The history or memory 149 can represent any of various types of information that can be stored external to the AI/ML models 132 but captures information about previous sessions, previous conversations or previous text of the current conversation, preferences of one or more users, learning from feedback of one or more users, and so on. In some implementations, the chatbot is designed to have a long-term memory 148, which can store information learned from users in past interactions. For example, LLMs and other AI/ML models 132, on their own, are generally stateless and do not natively understand the user context or history of interactions with the user, especially from previous sessions. The computer system 110 can facilitate learning by the chatbot to provide infrastructure that creates a long-term memory 149 for the chatbot. For example, the long-term memory 149 can store items such as definitions of terms for a particular user context, unique text elements the chatbot might encounter, and feedback from prior user interactions.

One valuable aspect of the long-term memory 149 is the ability for the chatbot to learn and adapt from explicit or implicit user feedback over time. If a user asks questions, then gives feedback they were expecting something different (e.g., either through text of a prompt to the chatbot or through an external survey or rating), then the computer system 110 can capture that feedback and update the chatbot to better provide what the user intended in the future. For example, the computer system 110 may add or adjust the instructions to the chatbot to reflect the user expectations or preferences. In some cases, this may include changing the default response format or response instructions, or may include adding rules or explanations that are context-dependent (e.g., apply to specific phrases or prompt types). This learning may occur at different levels. For example, it may include learning that particular terms, phrases, or combinations of terms call for a particular type of response. As another example, the feedback may more shift answers generally in certain ways, e.g., to be more verbose, more concise, to add or change visualizations, to change the order of content, to add or adjust summary elements, and so on.

The learning of the chatbot is managed by the computer system 110 and happens on an ongoing basis as users interact with the chatbot. The information learned is stored outside the LLM or other AI/ML models 132, and is stored in the long-term memory 149 designated for the chatbot. Each chatbot that is created can have its own long-term memory 149, which is updated by the interactions of its own users. Before the computer system 110 asks the stateless LLM to provide a response to a user prompt, the computer system 110 facilitates retrieval of data from the long-term memory 148, potentially to provide customized instructions or additional contextual data to accompany the user prompt and tailor the response based on what has been learned from prior interactions. The long-term memory 148 thus provides better reference data for LLM to use in guiding answer generation.

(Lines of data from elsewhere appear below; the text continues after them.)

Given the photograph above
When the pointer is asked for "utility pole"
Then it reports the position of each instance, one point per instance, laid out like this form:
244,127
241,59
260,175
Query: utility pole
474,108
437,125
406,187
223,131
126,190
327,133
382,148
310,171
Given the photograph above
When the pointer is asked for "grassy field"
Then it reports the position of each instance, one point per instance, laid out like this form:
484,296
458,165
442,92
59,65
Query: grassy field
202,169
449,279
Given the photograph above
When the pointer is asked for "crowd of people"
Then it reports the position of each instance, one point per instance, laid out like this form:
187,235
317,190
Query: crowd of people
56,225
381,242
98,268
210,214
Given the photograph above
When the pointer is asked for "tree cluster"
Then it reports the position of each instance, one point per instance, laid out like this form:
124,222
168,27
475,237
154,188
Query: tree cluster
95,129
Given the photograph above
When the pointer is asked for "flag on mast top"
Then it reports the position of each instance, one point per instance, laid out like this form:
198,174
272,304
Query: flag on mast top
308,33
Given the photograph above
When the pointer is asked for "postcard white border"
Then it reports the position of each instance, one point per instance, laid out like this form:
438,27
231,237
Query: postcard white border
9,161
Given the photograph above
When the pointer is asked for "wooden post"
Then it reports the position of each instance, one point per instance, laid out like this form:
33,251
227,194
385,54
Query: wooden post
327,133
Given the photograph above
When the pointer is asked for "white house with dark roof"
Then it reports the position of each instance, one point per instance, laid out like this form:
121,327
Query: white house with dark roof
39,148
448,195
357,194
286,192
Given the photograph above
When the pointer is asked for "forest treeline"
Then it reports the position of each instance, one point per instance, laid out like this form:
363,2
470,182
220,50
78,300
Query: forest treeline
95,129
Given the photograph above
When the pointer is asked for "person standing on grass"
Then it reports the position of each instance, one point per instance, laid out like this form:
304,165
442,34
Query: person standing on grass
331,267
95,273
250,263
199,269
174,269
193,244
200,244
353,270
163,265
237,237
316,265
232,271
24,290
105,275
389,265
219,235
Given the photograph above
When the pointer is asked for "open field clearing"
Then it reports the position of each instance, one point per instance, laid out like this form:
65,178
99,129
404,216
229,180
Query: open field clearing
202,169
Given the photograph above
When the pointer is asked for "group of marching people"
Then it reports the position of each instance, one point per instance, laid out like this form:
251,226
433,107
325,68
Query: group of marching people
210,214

The long-term memory 149 can include business definitions of other users have specified or uploaded. In this way, the long-term memory 149 can supplement or expand on the descriptions provided in the knowledge base 148. The information can be stored and used at different levels, e.g., at the level of individual users, at the level of a department or group of users, and for an enterprise as a whole. In other words, the preferences of an individual may be learned and applied for that individual. In addition, the aggregate preferences learned for many individuals can be combined to also adjust the chatbot, to accelerate the adaptation of the chatbot to meet the needs of the user base. In some implementations, the computer system 110 can use access control lists and permissions for users to apply security policies to adjust access and appropriately set the context for each user.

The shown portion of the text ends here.